4.1. Description of the Dalian Suoyuwan Football Stadium

The Dalian Suoyuwan Football Stadium, as shown in Figure 9, is the first stadium to be surrounded by the sea on three sides in China. The total construction area is approximately 136,000 m², with 63,000 seats. As shown in Figure 10, the roof structure is a cable support grid system with stay cables as the main components. The upper layer is an oblique cross-stabilized cable, and the lower layer is a radial load-bearing cable.

4.2. Result of Monitoring

As shown in Figure 11, the smart cables are placed at the lower chord radial cables in the four directions of the roof structure: due east, due west, due south and due north. The change in the cable force of the smart cable located due north from 7 March to 15 May is selected for plotting.

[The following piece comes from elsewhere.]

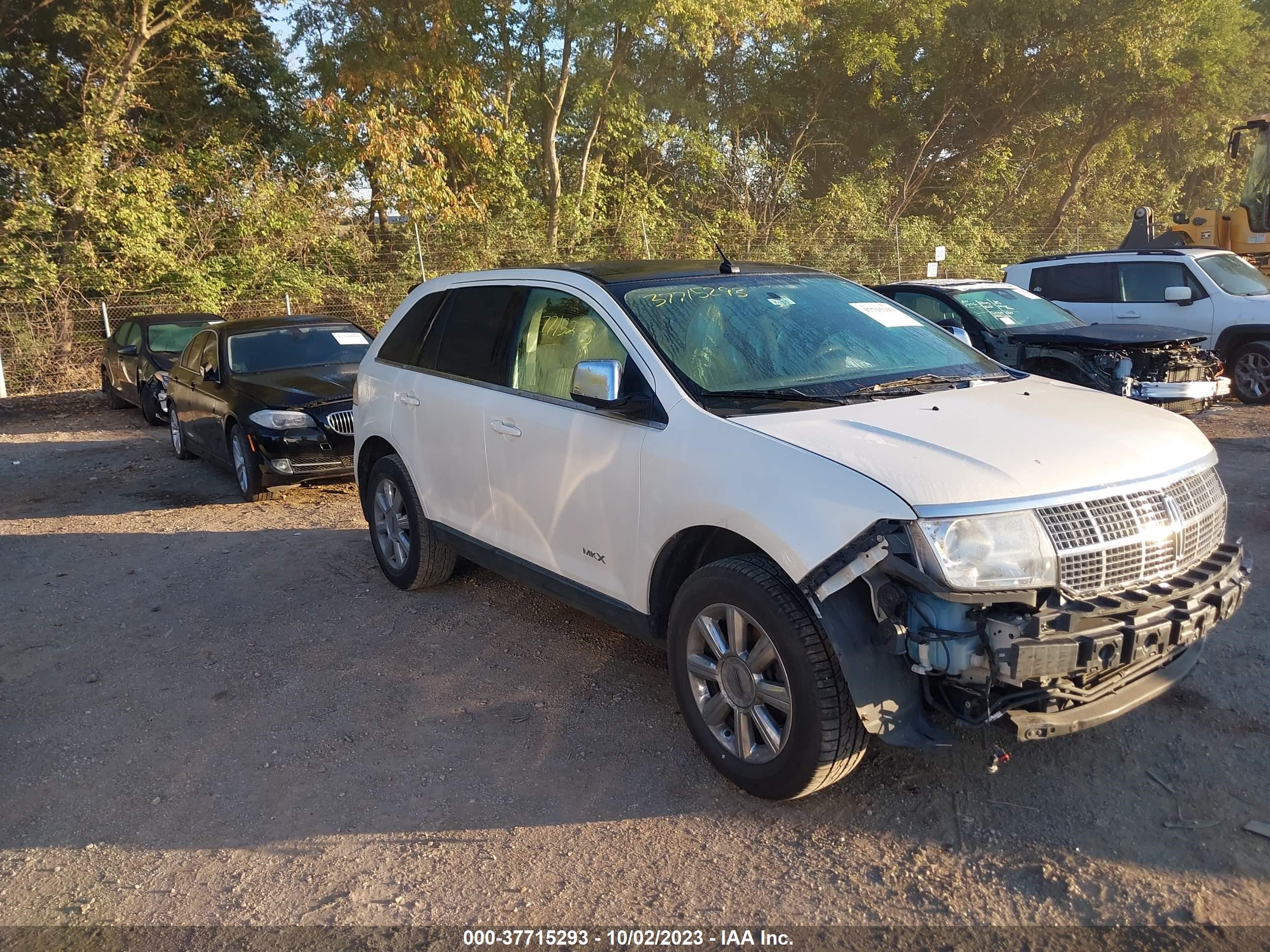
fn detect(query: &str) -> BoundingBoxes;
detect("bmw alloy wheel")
[1231,350,1270,400]
[373,476,410,571]
[686,604,792,764]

Since the steel structure is cross-sensitive to temperature and load, the diurnal variation of temperature causes real cable force due to the thermal expansion effect. The long-term monitoring results in Figure 12 show that the cable force varies cyclically with the daily temperature change. The maximum value of temperature-induced cable force variation is about 450 kN, accounting for 3.1% of the cable breaking force of 14,500 kN, which is within the safety threshold. This indicates that the mechanical state of the structure is stable in the operation stage and that the influence of temperature on the structure is within a safe and controllable range.

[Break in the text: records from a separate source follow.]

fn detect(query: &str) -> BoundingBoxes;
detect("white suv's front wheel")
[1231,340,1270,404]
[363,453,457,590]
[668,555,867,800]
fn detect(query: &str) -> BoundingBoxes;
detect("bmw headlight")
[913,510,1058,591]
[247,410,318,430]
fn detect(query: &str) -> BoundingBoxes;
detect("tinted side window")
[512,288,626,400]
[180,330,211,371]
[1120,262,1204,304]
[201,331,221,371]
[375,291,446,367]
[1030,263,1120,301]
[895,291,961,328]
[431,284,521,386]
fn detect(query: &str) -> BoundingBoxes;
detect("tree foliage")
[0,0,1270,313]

The specific locations of measurement point one, point two, and point three are shown in Figure 13. From the change of the curve, it can be seen that the distribution of the cable force of the cable will have different changes after the cable clamp; furthermore, the trend of the change of the cable force in different locations is the same, but the amount of change is not the same. This further demonstrates the importance of a smart cable that can measure the distributed cable force.

In summary, the smart cable meets the demand of the real-time monitoring and long-term monitoring of the cable force for cable dome structures.

5. Conclusions

The function of cables in cable dome structures serving in open-air environments includes bearing loads and transmitting loads, which results in cables that are prone to metal fatigue, leading to reduced stiffness and even cases involving cable-breakage accidents. The current stage of monitoring methods cannot meet the real-time, dynamic, long-term monitoring of the distributed cable force.

To solve this problem, a smart cable based on FBG sensors is proposed, and its application in Dalian Suoyuwan Football Stadium is presented. The following conclusions were obtained from this study: The conversion coefficient between the sensor wavelength and the force on the cable was extracted by calibration tests. The stability and reliability of its measurement were verified by repetition tests, and the accuracy of its measurement was verified by accuracy tests.

The dynamic and long-term monitoring results of Dalian Suoyuwan Football Stadium show that the smart cable based on an FBG sensor can meet the requirements of an accurate, dynamic and long-term monitoring of the cable force of the cable dome structure. In addition, its unique design provides a distributed monitoring of the force of cables.